Baked Sole Fillets with Herbs and Bread Crumbs
Serves: 6 Servings
- 2-3 Tablespoons parsley minced
- 2-3 Tablespoons chives minced
- 1 teaspoon lemon zest finely grated
- 5 Tablespoons butter
- salt, pepper
- ⅔ cup panko bread crumbs
- 6 (about 6 oz each) sole fillets or you can use flounder
- 1 Tablespoon Dijon mustard
- 1-2 garlic cloves minced
- Preheat the oven to 325 degrees. Melt the butter in a skillet and cook the minced garlic on medium heat for about 30 seconds. Take the garlic butter off the heat. Pour all but 1 Tablespoon of the butter in a small bowl and set aside.
- Wipe the skillet with a paper towel and put the 1 Tablespoon of butter back in the skillet. Add the panko bread crumbs. Cook over medium heat, stirring frequently, until the crumbs are golden. Add ½ - 1 Tablespoon of minced herbs to the breadcrumbs. Set aside.
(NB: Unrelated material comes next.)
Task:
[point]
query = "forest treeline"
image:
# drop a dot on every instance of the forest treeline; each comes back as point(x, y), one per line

- Mix the rest of the minced herbs with the lemon zest.
- Pat the fish dry with paper towels. Season each side with salt and pepper. Lay the fish with the narrow end pointed away from you.Spread a thin layer of mustard on each fillet. Sprinkle with the minced herbs and lemon zest. Drizzle about a teaspoon of the garlic butter over each of the fillets.
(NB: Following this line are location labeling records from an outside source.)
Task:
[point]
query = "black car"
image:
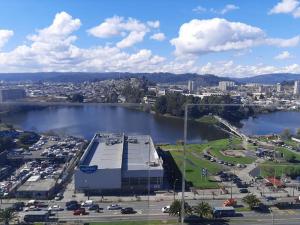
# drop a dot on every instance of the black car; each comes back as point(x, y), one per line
point(72, 202)
point(94, 207)
point(73, 206)
point(18, 206)
point(127, 210)
point(244, 190)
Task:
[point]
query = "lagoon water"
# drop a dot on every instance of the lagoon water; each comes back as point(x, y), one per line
point(85, 120)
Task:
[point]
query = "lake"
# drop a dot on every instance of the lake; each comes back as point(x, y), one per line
point(85, 120)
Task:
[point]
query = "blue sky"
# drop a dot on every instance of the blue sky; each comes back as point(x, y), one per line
point(226, 38)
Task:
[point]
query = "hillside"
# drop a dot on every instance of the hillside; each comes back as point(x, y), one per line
point(270, 78)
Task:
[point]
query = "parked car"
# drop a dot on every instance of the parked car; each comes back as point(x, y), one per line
point(55, 208)
point(94, 207)
point(114, 207)
point(165, 209)
point(127, 210)
point(80, 211)
point(244, 190)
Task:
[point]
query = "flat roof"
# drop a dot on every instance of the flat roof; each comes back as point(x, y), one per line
point(40, 185)
point(112, 151)
point(141, 154)
point(105, 151)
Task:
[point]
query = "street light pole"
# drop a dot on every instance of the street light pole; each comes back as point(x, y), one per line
point(174, 187)
point(183, 165)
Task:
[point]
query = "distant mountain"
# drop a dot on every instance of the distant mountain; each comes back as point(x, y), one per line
point(163, 78)
point(203, 80)
point(270, 78)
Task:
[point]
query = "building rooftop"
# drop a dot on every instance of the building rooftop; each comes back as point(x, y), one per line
point(140, 154)
point(39, 185)
point(105, 151)
point(112, 151)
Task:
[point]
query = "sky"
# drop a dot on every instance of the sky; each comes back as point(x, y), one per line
point(235, 38)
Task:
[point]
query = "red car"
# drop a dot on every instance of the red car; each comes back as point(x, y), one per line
point(80, 211)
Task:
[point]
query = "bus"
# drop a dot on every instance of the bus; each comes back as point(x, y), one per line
point(223, 212)
point(36, 216)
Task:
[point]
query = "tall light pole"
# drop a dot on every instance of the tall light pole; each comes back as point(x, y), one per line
point(174, 188)
point(183, 165)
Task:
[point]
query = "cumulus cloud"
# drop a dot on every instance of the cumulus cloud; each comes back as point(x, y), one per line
point(217, 35)
point(228, 8)
point(153, 24)
point(287, 7)
point(229, 68)
point(199, 9)
point(284, 55)
point(5, 35)
point(158, 37)
point(132, 30)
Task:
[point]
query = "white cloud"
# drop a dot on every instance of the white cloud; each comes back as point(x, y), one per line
point(228, 8)
point(217, 35)
point(158, 37)
point(5, 35)
point(287, 7)
point(229, 68)
point(199, 9)
point(284, 55)
point(132, 30)
point(153, 24)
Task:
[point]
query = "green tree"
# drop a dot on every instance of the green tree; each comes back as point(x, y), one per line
point(298, 133)
point(204, 210)
point(251, 200)
point(290, 158)
point(6, 215)
point(76, 98)
point(175, 209)
point(6, 143)
point(286, 134)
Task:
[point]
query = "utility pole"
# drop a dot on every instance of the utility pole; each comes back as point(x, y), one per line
point(183, 165)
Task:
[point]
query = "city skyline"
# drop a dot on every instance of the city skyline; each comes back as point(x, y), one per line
point(225, 38)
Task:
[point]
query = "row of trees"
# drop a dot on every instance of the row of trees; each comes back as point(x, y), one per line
point(204, 210)
point(173, 104)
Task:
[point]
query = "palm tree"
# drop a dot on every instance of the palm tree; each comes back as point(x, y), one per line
point(175, 208)
point(7, 215)
point(251, 200)
point(204, 210)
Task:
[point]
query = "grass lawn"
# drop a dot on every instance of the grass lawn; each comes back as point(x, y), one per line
point(287, 152)
point(277, 169)
point(217, 146)
point(150, 222)
point(195, 163)
point(207, 119)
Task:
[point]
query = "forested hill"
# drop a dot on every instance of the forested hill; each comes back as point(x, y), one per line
point(203, 80)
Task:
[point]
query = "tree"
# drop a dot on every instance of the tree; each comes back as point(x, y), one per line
point(6, 143)
point(290, 158)
point(7, 215)
point(251, 200)
point(298, 133)
point(286, 134)
point(76, 98)
point(175, 208)
point(204, 210)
- Roll up the fillets tightly, starting with the widest side. Place seam side down on a baking dish and drizzle the rest of the butter over the fish bundles.
- Cover with aluminum foil and bake until the center of the fish is 135 degrees. When the fish is 135 degrees in the center, (you'll need to cook it for 15-25 minutes, depending on how thick the fish is) sprinkle half the breadcrumb mixture over the fish and cook for 5 more minutes, uncovered. Sprinkle with the remaining breadcrumbs right before serving.